Yes, is not life in sunshine and in beauty a hundred times better worth while than to hang about to the end of your days in a raw, damp hole, and wear yourself out in a perpetual struggle with lumps of clay and blocks of stone?
[With a little sigh.] Yes, I have always thought so, certainly.
And then I had become rich enough to live in luxury and in indolent, quivering sunshine. I was able to build myself the villa on the Lake of Taunitz, and the palazzo in the capital,—and all the rest of it.
[Taking up his tone.] And last but not least, you could afford to treat yourself to me, too. And you gave me leave to share in all your treasures.
[Jesting, so as to turn the conversation.] Did I not promise to take you up to a high enough mountain and show you all the glory of the world?
[With a gentle expression.] You have perhaps taken me up with you to a high enough mountain, Rubek—but you have not shown me all the glory of the world.

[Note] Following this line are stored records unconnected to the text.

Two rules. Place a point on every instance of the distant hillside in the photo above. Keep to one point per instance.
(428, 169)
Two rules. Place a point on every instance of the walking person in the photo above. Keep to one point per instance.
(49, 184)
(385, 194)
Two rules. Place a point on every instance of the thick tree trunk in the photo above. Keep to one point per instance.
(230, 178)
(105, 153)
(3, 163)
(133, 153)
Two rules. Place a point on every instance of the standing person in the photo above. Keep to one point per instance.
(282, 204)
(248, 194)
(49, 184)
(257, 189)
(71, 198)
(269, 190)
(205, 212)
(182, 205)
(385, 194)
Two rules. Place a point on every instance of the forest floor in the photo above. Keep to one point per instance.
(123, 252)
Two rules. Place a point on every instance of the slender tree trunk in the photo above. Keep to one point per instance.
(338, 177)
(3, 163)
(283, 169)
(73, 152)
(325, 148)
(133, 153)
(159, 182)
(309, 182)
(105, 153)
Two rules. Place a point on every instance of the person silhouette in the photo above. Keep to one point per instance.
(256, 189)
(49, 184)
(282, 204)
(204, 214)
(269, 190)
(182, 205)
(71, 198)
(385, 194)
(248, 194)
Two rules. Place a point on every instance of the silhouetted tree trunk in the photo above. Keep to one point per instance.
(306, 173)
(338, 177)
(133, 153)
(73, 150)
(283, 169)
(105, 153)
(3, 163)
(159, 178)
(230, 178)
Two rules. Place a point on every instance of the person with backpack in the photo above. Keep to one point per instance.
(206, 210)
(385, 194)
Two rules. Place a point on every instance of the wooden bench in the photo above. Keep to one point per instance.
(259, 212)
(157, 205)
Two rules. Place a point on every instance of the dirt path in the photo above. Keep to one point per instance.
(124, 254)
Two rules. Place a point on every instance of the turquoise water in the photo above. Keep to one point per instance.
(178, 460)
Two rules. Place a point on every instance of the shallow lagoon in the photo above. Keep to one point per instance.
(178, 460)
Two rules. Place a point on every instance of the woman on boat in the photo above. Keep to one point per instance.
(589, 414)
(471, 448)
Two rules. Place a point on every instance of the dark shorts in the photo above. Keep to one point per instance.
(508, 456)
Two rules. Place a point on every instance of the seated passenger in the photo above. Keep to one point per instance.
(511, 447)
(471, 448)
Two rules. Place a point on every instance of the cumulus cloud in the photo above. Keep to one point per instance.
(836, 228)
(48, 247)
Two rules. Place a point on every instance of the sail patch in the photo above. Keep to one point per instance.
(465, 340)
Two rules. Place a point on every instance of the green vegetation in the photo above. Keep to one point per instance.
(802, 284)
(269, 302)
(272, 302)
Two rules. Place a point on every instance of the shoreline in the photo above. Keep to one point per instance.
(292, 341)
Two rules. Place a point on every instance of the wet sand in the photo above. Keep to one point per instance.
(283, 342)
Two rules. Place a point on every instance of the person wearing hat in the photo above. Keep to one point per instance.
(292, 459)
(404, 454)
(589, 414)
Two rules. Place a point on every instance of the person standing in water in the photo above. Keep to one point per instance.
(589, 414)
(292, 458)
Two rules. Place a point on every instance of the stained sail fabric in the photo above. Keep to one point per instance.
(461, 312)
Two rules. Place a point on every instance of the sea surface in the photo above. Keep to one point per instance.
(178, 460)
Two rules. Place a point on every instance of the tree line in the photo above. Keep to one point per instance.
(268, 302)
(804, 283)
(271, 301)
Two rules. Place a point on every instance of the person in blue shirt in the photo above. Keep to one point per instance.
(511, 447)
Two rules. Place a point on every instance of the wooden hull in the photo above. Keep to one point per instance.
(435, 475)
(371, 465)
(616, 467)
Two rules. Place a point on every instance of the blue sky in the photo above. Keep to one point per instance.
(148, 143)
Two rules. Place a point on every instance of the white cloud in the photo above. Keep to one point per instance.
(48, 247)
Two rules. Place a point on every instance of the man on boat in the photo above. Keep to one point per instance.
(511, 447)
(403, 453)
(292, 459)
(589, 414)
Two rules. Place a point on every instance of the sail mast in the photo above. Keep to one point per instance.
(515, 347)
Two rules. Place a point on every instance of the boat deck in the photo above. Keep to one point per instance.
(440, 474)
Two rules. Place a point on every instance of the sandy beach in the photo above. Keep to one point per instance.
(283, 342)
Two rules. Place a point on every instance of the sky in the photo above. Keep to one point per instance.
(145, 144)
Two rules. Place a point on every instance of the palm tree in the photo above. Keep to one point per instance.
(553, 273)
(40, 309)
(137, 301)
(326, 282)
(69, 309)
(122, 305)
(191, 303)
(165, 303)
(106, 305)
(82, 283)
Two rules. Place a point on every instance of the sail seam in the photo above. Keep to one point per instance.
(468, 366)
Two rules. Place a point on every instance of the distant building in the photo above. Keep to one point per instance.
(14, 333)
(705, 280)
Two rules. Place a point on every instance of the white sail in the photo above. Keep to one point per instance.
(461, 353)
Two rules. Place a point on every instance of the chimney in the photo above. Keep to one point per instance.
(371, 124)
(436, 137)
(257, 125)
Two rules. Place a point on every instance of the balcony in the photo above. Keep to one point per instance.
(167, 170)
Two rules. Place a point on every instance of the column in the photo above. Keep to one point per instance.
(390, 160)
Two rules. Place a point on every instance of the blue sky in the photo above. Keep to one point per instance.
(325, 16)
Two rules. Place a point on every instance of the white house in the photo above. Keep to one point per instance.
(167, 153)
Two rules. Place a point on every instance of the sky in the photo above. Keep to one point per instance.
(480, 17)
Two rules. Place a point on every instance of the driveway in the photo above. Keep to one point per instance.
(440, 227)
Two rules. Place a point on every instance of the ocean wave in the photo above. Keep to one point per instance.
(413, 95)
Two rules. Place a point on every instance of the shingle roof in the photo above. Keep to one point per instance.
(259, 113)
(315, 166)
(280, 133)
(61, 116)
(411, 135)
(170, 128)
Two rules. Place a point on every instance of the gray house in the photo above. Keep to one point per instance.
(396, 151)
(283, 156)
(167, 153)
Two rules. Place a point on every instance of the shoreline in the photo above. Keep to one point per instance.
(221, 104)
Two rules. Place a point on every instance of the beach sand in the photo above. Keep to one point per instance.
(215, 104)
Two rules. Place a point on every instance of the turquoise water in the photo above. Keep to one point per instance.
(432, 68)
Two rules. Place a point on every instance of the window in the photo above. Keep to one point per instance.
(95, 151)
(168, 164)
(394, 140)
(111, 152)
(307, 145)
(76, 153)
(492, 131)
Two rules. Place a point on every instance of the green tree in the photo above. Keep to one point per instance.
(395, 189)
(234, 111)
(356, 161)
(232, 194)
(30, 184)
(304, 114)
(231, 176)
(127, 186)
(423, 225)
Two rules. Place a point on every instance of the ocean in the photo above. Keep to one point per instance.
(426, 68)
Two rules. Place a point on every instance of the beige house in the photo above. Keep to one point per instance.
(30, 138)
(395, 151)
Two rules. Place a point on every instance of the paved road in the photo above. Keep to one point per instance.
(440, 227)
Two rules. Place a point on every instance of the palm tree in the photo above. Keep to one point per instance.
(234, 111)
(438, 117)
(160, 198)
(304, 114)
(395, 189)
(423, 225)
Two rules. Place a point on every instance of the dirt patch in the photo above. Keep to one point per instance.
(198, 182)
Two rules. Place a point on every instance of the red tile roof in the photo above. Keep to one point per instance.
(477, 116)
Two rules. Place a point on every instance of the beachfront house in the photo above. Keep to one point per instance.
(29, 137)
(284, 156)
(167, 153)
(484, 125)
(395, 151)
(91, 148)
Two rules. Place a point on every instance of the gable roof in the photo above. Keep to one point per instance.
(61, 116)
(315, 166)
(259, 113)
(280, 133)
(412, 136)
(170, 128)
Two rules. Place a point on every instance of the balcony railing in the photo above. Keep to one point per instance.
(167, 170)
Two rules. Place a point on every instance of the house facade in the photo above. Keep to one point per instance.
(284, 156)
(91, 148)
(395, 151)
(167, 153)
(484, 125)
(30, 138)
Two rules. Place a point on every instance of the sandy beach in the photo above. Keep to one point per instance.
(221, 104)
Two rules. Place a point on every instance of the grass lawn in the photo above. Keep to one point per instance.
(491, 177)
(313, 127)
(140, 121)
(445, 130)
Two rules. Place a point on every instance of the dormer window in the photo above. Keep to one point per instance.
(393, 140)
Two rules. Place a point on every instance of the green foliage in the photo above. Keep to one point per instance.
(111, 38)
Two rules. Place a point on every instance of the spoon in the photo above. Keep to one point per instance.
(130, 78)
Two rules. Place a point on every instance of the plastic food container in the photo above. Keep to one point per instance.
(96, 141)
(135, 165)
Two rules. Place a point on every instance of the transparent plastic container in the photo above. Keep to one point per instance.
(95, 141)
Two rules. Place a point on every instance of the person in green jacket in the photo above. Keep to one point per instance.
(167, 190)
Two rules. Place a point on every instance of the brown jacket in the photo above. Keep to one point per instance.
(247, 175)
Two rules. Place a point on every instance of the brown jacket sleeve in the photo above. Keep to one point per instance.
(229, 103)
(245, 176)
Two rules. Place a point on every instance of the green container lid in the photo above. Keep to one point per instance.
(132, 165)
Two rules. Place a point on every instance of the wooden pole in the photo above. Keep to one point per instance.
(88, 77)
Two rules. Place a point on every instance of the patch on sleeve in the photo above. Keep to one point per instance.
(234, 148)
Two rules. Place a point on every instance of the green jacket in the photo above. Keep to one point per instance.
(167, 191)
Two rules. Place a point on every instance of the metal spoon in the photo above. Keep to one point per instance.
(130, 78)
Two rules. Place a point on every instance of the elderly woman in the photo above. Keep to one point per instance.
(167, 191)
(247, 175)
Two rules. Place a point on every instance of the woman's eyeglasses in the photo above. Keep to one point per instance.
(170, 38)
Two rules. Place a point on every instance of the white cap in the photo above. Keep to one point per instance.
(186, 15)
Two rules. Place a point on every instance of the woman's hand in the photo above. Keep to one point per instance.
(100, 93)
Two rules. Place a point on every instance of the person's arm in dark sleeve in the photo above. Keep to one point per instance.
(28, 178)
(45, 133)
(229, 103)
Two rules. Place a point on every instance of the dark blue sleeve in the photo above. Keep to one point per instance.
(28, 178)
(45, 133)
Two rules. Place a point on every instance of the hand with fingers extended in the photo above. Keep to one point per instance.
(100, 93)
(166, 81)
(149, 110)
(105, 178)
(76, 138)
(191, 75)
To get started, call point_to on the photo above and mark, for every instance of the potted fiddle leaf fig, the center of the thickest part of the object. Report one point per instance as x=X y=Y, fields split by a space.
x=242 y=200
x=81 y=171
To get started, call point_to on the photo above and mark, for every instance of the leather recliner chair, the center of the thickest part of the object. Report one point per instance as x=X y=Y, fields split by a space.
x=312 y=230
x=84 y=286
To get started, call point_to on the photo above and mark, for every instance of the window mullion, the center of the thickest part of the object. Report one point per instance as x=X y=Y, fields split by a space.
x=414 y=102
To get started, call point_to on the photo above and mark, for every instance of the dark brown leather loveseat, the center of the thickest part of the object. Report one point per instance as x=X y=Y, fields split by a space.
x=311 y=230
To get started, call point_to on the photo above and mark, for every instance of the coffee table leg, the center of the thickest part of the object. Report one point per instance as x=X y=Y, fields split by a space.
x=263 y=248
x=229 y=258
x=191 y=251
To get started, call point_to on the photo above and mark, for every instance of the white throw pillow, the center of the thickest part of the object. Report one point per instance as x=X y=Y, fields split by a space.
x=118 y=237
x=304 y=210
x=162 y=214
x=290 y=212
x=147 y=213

[With a laugh of irritation.] How insatiable you are, Maia.! Absolutely insatiable! [With a vehement outburst.] But do you know what is the most hopeless thing of all, Maia? Can you guess that?
[With quiet defiance.] Yes, I suppose it is that you have gone and tied yourself to me—for life.
I would not have expressed myself so heartlessly.
But you would have meant it just as heartlessly.
You have no clear idea of the inner workings of an artist’s nature.
[Smiling and shaking her head.] Good heavens, I haven’t even a clear idea of the inner workings of my own nature.